Methods: Muscle co-activation was assessed in 77 symptomatic KOA participants (62.5±8.1yrs; 48/29 women/men) and 18 age-matched asymptomatic controls (62.5±10.4yrs; 9/9 women/men), using electromyography (EMG) during a series of walking, stair ascent and descent and sit-to-walk activities. EMG was recorded from 7 sites medial/lateral gastrocnemius, biceps femoris, semitendinosus, vastus lateralis/medialis and normalised to maximal voluntary contraction. Normalised EMG was used to calculate hamstrings-quadriceps and medial-lateral muscle co-activation as (antagonist/agonist) *(antagonist+agonist). The stance phase of walking was split into pre-stance (150ms prior to initial contact), loading (0-15% of stance), early-stance (15-40%), mid-stance (40-60%), late-stance (60-100%) and overall-stance (0-100%). Stairs negotiation was also split into transition (stance phase on the floor) and continuous (stance phase on the second step of the staircase). All participants provided written informed consent and the study was approved by Research Ethics committees (HLS12/86, 13/ws/0146). Independent samples T-tests were performed to assess the differences between KOA and controls. Linear regressions were performed to investigate the relationship between muscle function, sex and disease status, and Bonferroni corrected for multiple comparisons.
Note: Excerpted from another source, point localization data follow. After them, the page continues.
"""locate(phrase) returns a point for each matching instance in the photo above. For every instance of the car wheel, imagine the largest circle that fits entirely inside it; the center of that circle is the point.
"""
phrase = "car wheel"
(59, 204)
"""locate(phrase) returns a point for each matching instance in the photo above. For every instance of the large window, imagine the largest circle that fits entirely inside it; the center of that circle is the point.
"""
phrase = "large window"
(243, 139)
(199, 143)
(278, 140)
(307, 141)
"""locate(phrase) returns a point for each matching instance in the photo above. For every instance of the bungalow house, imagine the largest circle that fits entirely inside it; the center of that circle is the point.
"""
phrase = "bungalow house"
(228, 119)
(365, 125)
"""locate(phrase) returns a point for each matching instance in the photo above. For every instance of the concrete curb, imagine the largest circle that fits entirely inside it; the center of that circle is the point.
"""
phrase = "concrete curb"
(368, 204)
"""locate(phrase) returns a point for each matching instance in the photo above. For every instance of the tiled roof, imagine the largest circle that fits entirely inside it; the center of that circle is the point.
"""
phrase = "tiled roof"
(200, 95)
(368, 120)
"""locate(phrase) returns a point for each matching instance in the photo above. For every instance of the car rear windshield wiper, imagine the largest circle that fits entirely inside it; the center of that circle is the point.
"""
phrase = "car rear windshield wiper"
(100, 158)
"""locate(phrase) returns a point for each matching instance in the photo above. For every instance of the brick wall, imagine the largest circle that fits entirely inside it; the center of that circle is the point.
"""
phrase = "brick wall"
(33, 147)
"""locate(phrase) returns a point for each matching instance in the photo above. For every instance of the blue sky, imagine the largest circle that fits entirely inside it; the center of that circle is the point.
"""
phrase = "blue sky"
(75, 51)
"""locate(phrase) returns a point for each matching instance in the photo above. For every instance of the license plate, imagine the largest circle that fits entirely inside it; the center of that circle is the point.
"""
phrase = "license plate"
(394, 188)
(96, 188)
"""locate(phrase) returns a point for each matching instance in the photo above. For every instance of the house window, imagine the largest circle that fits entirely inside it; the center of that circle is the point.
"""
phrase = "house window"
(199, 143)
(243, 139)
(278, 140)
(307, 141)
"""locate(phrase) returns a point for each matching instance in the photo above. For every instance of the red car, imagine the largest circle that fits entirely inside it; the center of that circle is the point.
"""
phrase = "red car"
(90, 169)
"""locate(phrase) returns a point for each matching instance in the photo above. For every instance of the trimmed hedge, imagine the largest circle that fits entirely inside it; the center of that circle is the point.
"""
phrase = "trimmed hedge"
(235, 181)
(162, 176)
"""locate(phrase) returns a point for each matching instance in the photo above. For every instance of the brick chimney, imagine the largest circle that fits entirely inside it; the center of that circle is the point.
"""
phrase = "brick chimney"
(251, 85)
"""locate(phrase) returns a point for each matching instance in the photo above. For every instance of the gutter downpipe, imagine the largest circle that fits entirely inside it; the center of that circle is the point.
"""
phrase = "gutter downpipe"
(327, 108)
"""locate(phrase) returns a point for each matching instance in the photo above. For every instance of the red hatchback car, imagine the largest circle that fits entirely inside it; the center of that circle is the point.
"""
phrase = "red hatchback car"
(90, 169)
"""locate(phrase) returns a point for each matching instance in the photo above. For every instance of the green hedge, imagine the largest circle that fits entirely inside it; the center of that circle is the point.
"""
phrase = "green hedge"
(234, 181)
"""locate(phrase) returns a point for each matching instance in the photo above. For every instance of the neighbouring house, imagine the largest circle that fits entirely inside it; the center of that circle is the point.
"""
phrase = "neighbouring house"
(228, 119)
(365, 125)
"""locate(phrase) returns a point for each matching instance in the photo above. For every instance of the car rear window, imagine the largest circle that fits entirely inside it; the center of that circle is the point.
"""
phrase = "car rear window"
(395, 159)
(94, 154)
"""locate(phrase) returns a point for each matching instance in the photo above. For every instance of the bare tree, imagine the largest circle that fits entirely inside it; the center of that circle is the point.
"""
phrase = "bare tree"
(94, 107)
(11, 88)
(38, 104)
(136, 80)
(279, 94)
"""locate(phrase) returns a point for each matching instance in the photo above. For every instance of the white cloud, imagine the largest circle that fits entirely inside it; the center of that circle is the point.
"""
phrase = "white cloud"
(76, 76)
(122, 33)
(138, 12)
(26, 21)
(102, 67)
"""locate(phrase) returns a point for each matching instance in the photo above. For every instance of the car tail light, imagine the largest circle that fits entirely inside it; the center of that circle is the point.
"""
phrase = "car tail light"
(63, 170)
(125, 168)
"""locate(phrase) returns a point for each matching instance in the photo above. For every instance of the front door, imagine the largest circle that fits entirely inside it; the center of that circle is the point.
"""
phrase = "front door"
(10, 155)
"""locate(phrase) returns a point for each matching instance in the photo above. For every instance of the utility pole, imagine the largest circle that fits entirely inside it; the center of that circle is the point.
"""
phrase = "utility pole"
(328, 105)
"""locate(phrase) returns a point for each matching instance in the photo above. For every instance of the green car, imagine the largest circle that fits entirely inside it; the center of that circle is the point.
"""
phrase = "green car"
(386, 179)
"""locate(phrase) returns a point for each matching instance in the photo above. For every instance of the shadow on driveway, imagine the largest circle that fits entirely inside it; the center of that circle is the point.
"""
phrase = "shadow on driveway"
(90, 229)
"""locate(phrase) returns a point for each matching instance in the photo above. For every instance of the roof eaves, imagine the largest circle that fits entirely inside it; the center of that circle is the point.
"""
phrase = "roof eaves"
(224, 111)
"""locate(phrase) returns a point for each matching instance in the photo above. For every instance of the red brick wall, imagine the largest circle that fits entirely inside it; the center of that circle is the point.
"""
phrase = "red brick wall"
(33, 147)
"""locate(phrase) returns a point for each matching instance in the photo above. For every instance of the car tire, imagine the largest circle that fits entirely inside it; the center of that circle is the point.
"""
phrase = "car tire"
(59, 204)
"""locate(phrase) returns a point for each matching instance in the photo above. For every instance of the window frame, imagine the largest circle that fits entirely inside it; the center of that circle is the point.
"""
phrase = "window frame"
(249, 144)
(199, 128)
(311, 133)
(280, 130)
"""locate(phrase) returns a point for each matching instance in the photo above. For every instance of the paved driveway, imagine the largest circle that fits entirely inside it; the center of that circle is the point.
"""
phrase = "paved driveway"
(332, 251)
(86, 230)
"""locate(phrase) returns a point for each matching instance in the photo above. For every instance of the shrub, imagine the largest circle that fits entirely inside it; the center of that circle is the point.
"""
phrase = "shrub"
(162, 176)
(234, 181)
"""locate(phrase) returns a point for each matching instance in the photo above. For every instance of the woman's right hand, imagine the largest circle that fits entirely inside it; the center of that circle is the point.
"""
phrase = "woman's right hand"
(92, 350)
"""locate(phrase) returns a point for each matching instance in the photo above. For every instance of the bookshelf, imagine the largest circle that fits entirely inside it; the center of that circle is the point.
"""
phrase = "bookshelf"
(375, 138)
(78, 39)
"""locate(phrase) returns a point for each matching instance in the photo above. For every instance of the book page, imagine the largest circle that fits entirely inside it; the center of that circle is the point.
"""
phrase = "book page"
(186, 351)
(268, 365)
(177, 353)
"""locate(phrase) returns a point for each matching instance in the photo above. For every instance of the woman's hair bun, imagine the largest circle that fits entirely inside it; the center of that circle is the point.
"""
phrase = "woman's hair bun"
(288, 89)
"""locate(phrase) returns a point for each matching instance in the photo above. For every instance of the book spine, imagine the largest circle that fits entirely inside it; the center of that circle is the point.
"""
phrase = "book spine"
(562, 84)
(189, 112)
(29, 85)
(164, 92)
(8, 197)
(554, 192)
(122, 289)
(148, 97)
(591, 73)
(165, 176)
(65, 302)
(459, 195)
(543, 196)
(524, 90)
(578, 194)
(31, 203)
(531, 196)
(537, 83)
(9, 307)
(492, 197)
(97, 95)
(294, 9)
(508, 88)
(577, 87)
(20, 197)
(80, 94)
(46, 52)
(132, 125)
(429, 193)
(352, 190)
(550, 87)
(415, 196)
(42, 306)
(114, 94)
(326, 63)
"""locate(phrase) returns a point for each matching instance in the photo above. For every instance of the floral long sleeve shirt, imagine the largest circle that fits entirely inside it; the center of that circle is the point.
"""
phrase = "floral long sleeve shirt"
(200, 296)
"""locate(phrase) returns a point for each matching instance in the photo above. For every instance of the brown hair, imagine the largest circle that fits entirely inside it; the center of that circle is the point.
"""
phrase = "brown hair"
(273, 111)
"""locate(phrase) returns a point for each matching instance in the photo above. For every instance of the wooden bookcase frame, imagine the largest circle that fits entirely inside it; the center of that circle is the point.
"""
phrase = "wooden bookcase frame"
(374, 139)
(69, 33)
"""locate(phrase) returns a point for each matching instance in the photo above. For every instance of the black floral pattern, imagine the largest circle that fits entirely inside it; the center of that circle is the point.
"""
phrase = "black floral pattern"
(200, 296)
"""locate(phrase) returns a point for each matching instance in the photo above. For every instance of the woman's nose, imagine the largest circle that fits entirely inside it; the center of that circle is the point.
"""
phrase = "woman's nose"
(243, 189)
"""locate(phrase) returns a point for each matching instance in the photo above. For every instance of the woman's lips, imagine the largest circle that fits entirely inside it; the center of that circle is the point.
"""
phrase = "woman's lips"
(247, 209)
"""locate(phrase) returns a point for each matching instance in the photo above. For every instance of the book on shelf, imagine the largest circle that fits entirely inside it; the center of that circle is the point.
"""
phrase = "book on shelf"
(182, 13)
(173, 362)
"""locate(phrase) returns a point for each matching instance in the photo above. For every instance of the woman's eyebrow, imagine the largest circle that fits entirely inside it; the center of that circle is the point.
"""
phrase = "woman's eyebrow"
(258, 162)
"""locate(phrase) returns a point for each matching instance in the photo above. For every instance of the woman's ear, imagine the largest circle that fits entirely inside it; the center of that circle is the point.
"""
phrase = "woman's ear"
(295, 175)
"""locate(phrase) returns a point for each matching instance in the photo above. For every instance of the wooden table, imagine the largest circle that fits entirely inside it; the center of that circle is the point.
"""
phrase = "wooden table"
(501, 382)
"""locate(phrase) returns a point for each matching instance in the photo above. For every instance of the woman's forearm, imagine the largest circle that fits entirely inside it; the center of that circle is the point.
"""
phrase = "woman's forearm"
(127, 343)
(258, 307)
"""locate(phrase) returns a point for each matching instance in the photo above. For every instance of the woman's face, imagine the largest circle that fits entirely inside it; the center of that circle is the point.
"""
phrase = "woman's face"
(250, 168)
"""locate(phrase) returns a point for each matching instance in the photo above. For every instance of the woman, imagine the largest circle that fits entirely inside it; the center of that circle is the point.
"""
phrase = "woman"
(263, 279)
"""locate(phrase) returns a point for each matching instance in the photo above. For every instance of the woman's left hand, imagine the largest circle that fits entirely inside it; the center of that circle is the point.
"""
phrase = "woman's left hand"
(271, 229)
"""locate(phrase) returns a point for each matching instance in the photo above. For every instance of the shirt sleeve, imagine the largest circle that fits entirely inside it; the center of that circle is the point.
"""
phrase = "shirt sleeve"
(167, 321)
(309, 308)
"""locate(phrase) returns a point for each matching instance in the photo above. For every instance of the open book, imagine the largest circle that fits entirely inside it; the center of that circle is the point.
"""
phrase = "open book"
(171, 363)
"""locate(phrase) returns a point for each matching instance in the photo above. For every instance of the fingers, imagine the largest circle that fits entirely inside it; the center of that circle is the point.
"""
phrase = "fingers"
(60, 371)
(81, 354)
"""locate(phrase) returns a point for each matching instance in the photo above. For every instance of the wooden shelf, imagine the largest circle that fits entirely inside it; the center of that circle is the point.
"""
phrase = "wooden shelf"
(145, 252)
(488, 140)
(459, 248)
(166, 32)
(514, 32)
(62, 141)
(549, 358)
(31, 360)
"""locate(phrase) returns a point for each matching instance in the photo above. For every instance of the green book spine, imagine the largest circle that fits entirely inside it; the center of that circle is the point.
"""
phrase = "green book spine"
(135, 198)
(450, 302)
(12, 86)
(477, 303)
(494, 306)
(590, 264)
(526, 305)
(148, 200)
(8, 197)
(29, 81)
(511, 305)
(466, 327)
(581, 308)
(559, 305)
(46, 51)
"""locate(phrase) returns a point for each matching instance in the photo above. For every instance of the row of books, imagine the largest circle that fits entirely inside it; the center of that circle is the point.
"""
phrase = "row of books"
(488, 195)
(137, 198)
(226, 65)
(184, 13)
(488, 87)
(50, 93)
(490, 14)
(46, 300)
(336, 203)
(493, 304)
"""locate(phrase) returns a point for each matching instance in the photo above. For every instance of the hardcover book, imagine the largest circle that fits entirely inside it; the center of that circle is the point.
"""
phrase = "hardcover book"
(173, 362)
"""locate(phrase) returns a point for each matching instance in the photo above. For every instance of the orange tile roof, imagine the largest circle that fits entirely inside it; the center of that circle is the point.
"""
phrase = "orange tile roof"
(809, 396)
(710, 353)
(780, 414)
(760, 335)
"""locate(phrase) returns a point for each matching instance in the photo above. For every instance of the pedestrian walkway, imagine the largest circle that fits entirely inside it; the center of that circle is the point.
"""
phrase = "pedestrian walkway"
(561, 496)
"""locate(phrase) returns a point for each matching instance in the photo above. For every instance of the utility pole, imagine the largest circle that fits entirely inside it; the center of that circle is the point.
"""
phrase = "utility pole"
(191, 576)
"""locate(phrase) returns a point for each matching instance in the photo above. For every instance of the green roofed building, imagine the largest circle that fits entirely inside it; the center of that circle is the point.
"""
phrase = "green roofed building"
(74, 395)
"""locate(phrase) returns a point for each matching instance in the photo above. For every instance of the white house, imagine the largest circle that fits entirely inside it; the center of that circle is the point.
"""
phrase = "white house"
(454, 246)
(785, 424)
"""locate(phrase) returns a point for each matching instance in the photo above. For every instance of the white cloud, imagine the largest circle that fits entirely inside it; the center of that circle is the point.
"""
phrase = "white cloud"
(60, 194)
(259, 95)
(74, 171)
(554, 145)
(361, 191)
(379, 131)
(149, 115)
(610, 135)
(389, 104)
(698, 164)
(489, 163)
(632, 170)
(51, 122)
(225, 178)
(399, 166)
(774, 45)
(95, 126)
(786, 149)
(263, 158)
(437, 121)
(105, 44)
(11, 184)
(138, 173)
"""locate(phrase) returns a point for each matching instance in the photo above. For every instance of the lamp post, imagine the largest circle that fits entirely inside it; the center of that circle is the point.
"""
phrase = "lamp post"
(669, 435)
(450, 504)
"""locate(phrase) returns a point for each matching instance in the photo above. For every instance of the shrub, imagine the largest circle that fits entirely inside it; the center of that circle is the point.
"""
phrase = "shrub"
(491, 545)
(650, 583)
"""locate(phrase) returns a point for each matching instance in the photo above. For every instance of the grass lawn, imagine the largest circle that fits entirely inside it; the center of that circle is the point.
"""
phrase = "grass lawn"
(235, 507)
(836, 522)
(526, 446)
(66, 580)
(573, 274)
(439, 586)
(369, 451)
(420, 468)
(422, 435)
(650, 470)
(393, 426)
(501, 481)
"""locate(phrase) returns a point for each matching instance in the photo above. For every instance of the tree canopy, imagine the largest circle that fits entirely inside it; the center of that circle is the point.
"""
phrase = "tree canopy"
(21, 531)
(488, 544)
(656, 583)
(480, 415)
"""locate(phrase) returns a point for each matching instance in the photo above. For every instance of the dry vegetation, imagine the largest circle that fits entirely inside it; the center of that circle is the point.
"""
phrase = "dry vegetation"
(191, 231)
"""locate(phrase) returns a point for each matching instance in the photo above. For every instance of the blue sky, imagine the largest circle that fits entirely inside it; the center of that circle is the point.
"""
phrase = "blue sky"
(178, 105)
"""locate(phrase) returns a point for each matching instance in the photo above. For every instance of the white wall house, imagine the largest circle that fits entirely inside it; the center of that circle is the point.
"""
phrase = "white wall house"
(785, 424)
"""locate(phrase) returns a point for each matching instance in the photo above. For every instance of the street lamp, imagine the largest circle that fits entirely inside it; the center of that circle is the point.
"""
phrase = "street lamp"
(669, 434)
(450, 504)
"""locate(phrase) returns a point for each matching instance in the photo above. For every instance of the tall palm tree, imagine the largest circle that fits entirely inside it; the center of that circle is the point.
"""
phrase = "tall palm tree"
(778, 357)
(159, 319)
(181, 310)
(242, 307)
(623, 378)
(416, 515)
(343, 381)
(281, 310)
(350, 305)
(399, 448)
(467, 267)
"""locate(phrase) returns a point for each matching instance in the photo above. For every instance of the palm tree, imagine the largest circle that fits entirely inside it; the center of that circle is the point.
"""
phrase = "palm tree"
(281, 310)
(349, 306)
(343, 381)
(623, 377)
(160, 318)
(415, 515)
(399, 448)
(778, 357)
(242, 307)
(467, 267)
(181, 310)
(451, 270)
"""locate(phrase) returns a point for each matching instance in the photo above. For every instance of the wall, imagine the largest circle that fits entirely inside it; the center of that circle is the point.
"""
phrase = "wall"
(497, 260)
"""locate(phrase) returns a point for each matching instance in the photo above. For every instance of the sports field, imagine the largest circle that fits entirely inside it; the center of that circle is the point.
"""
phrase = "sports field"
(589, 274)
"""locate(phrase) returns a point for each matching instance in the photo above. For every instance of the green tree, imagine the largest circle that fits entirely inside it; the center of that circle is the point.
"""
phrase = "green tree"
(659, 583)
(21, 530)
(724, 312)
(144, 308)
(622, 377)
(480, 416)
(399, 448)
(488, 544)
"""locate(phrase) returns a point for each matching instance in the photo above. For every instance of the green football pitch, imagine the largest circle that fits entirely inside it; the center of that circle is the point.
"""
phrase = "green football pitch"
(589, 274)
Results: Individuals with KOA were weaker than controls (P < 0.007). Overall there were very few differences in muscle co-activation between KOA and controls. Women were weaker than men (P ⩽ 0.002) and had higher hamstrings-quadriceps and medial-lateral muscle co-activation across all activities of daily living. In multiple regression analyses sex and muscle weakness, but not age or disease status, predicted high muscle co-activation.

Conclusion: High muscle co-activation was associated with female sex and muscle weakness regardless of disease status and age. It has previously been suggested that muscle co-activation acts as a compensatory mechanism for muscle weakness, accommodating for the diminished force generating capabilities to maintain a certain level of function and movement activation patterns. This suggests that muscle weakness may be the main contributing factor for high muscle co-activation which is thought to increase joint loads with detrimental effects on cartilage and joint integrity. This may explain high muscle co-activation in women with muscle weakness and increased risk of incidence and progression of KOA in women.